Portsmouth: Dünyanın en eski dry dock'ına (tersanelerde gemilerin inşa edildiği ve bakımların yapıldığı kuru ya da yüzen yapılar) sahip olan askeri bir liman olarak çok önemli bir konumda olan yermiş.
Kraliyet Donanması'nın (Royal Navy) merkez karargahının olduğu yerde şimdi Hms Warrior - Mary Rose - Lord Nelson isimlerinde tarihi savaş gemileri hala mevcut. 1787 Avustralya'ya giden 11 geminin ilk kalktığı yerde burasıymış..



Daha önce büyük tersane ve liman olan yer, şimdi geniş bir alana yayılmış ve içinde National Museum of the Royal Navy olan yerin yanına da enine bir alışveriş merkezi ve marina tarzı bir yer yapmışlar. İlginç olan kısmı da daha önce tersane olan bölgeyi mükemmel bir şekilde korumaları.  İçine girdiğiniz zaman yüzyıl önce tersane işçilerin gemi inşa ve tamiratı gerçekleştirirken nasıl çalıştıklarını canlı bir şekilde resmederek görebiliyorsunuz. 
O derece güzel bir dizayn ve tasarım yapılmış ki, yerler komple tahta, içerisi hafif karanlık ve işçileri işbaşında çalışır vaziyete görmenizi sağlayacak şekilde düzenlenmiş. O dönemden kalma bilge pump, air comproser, rammin irons, wimble set, paternmaker, marine boiler, blockmaking, shaping, blaksmith, foundries vs.. gibi (kullanılan araç ve ekipmanlar) çok çeşitli ve ilginç eserler üzerinden o anı size yansıtmayı başarmışlar.

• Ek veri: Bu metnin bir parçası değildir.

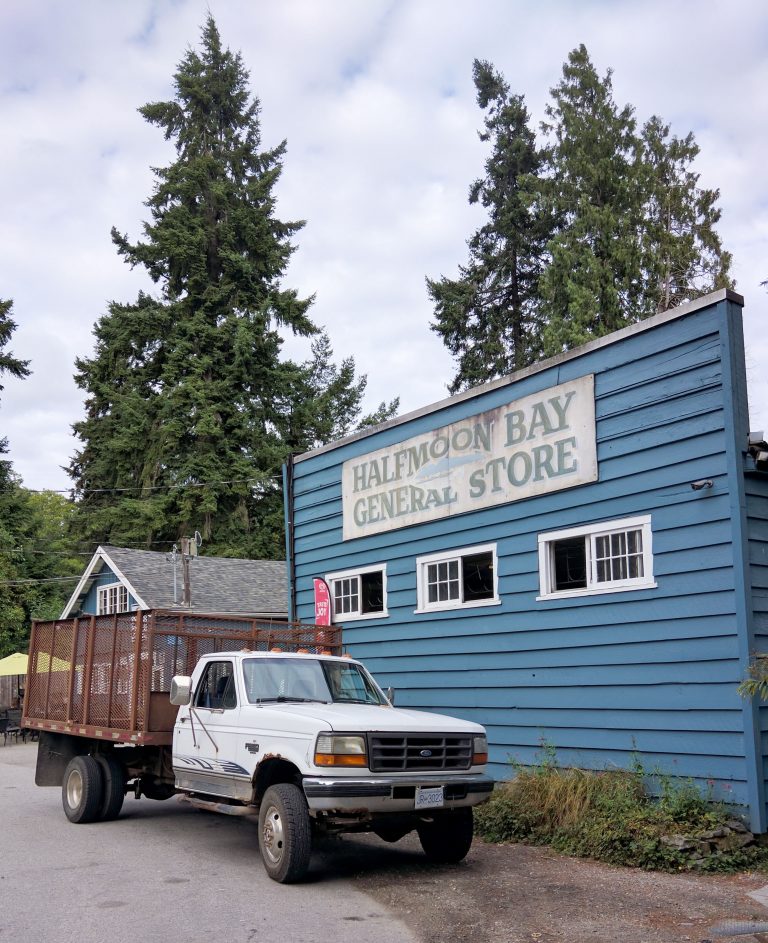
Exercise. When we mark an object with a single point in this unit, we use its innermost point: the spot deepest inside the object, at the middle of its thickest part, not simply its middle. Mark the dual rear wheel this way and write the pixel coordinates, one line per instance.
(93, 788)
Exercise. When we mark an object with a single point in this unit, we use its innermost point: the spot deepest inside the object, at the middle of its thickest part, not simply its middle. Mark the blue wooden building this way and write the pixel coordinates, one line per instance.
(575, 555)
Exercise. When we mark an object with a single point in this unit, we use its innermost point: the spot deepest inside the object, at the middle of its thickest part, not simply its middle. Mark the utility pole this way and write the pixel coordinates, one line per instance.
(189, 547)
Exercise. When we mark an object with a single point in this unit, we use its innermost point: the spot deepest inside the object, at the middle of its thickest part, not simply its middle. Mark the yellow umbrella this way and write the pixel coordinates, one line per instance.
(15, 664)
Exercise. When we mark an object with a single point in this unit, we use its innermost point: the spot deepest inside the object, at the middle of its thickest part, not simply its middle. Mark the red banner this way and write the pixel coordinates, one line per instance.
(322, 602)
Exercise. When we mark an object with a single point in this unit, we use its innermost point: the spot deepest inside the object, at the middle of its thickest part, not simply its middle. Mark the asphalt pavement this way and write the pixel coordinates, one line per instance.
(161, 872)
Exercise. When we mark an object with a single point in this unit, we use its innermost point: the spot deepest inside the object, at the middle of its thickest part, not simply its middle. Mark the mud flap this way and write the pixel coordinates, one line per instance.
(54, 751)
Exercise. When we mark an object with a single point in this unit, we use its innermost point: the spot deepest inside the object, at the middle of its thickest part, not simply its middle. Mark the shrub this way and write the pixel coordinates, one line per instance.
(611, 816)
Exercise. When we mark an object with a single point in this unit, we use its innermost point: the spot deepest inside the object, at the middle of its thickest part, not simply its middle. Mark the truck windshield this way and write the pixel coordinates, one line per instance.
(304, 679)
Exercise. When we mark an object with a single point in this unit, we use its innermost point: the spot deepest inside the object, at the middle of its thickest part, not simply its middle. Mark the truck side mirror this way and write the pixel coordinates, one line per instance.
(181, 690)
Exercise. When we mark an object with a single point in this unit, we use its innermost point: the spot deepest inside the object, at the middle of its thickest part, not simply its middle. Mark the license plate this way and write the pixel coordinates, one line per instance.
(429, 797)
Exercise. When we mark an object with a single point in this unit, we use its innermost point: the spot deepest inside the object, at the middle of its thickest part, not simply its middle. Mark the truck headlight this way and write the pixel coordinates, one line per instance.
(332, 750)
(479, 750)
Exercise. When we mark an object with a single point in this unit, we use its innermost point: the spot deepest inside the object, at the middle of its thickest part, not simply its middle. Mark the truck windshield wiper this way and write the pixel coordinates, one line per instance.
(282, 698)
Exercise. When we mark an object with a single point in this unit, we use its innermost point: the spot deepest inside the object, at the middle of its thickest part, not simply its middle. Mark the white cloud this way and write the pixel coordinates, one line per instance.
(377, 104)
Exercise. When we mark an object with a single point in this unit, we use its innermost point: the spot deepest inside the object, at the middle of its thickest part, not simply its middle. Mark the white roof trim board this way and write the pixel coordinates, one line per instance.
(252, 588)
(100, 557)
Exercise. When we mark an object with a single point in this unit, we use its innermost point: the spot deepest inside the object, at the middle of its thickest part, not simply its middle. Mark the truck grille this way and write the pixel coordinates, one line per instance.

- 250 yıllık geçmişe sahip wooden ship -HMS Victoria (1859) halen orada duruyor, 3 direkli gemi dünyanın en uzun wooden savaş gemisi olarak tarihte özel bir konuma sahip..
               
- Bulunduğunuz yer geniş bir alan ve içinde market, restaurant, müze vs gibi yerler var. Bunların hepsinin içine girdiğiniz zaman tersane dönemindeki havayı hissedecek ortamı size sağlayacak şekilde tasarlanmış..

Burayı gördükten sonra;
 - Sahip olunan denizcilik tecrübesi denizciliği öyle bir tasarlanmış ki şehrin adeta mahallesinin içine denizcilik kültür ve yaşantısını yerleştirdikleri gibi onunla bütünleştirmişler.

- Karaköy'deki tarihi Haliç/Perşembe Pazarı'nın olduğu bölgenin dokusunu korumak ve tarihi bir tersane/denizcilik müzesi yapıldığını bir an düşünün...! (Neyse bunun hikayesini başka zamana bırakalım, çünkü o konuda söyleyeceğim önemli şeyler var..)

- Burada, dikkat çekici kısımlardan birisi de ziyaretiniz esnasında üstünüzü aranması, kim olduğunuz ve nereden geldiğinizi sormak diye adetleri de yok.. Herkes kendi işini en iyi yapmaya çalışmaktadır. Müze veya tarihi zenginlik olan nereye girerseniz girin çok rahat ve sorgusuz sualsiz bir şekilde girip dolaşabiliyorsunuz. Sürekli yanımdan ayırmadığım potansiyel renkli haki çantamı ne arayan ne de bununla nereye gidiyorsun diye soran herhangi birisine rastlamadım...

(Topkapı sarayına girerken öyle bir güvenlik aramasından geçiyoruz ki sanırsın kraliçenin sarayına ayak basıyoruz..)

Özetçe diyebilirm ki;
- insanları kendisine hayran bırakacak bir tasarım
- tarihi tecrübelerini topluma anlatmaları ve bunu yaşatma kültürlerinin zenginliği...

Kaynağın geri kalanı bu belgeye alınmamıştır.